The belief that men can become women on a whim and that male rapists should be housed in women’s prisons has revealed the SNP to be a danger to the nation’s health. Meanwhile, it can’t run an effective ferry service in the Highlands and Islands and Nasa will have established a branch office on Mars before any new ferries will be completed.

If I was Director General of MI5 I’d have deployed exactly the same strategy: isolate those who might pose a threat to the Union; promote Ken Dodd and his Diddy Men; adopt policies with which the vast majority of Scots disagree and then gaslight them all by condemning them as knuckle-draggers. Job done.

The Herald: Margaret ThatcherMargaret Thatcher (Image: PA)

I’ve absolutely no doubt that MI5 will have been busy before and during the 2014 independence referendum. It would have been failing in its primary task if it hadn’t been. The SNP was beginning to pose a threat to the British state and its global prestige greater than anything since the beginning of the Second World War.

But I’ve equally no doubt that the concept of MI5 sleepers within the ranks of the SNP belongs in the realm of fantasy. As soon as it became clear sometime around 2011 that the SNP was offering rewarding career and remuneration prospects any British spooks would have been trampled in the stampede of third-rate, Tamany Hall grifters eager to jump aboard the gravy train. Why interrupt the enemy when it’s busy scoring own goals? They need only have glanced at the political gargoyles feeding from the SNP trough at Westminster. Nothing to fear. The coast is clear. Revert to DEFCON 5.

You begin to wonder though, if the assorted British intelligence agencies might instead have been beavering away inside the UK Labour Party.
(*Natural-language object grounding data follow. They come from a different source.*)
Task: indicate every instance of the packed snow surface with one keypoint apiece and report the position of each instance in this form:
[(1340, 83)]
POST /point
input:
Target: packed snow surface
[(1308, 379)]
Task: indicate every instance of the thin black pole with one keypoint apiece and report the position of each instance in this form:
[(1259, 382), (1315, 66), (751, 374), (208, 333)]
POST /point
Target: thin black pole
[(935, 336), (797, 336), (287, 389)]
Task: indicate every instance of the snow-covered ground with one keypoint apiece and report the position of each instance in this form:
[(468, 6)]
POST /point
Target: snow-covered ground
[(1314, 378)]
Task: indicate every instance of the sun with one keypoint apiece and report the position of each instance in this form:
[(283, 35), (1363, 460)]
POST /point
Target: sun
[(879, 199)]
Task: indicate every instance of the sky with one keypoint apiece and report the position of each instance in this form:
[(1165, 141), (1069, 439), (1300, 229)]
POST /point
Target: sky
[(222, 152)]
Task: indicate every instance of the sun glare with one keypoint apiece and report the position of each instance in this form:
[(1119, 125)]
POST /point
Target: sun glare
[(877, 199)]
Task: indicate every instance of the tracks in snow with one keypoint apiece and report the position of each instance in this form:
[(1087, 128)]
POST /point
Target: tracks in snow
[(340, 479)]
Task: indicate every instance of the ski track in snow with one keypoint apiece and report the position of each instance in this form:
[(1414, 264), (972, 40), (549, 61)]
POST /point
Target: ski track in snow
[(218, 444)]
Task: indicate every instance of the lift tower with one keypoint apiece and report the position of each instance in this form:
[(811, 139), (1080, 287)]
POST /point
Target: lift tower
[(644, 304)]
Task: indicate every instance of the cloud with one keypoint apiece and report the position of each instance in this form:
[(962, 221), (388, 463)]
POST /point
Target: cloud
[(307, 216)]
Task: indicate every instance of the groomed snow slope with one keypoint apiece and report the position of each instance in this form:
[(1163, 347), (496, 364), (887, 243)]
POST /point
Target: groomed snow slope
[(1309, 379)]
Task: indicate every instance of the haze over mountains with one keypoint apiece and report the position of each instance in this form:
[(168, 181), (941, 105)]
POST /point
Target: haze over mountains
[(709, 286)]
If so, then someone at The Circus is in line for a serious Christmas bonus.

I’ve long entertained the theory of a Harry Potter-style style sorting-hat being present at Oxford University’s Bullingdon Club or those other custard and suspenders associations beloved of the English aristocracy and their acolytes.

In this way and in order to maintain the chimera of social democracy some of the chaps will be tasked with making the supreme sacrifice by gaining favour in the Labour Party and rising to high office with the help of the Five Families who own the London press and the BBC’s editorial suite. Thus, they can keep an eye on any nefarious activity that might undermine the social order when the chips are down; the balloon goes up and the lights go out.

Read more: Humza Yousaf must ditch Greens and seek rapprochement with Alba

Every 15 years or so Labour must be permitted to win to allay any suspicions of foul play. The trick is to ensure that when we do allow them back in they are safe in the hands of someone who knows where the real money and power lie.

They can also provide early warning when things threaten to spin out of control, as happened momentarily after the elevation of Jeremy Corbyn which monetarily threatened a social apocalypse: undermining Nato, attacking the banking cartels and telling the truth about their puppets in the EU. Of course, they hadn’t reckoned with the late Queen Elizabeth becoming so enamoured with Harold Wilson’s couthy charm, else they’d have done the same to him.

The procession of Sir Keir Starmer into 10 Downing Street must have been beyond their dampest dreams of avarice. By Jove, this chap has taken it all to the next level. We don’t even need to maintain the pretence. The leader of the Labour Party is now openly saluting Margaret Thatcher. And just to complete the ermine revolution in the People’s Party he’s saying he won’t be turning on the spending taps.

The Conservatives can now take a long, well-earned breather from running the country, safe in the knowledge that it’s steady as she goes in the shires. And no-one needs to worry about the truculent Scots any more. The oil; the taxes and the soldiery will keep flowing in for a while yet.

Three cheers for Sir Keir and three cheers for Ms Sturgeon and Mr Yousaf. Isn’t life just grand? Brandies, anyone?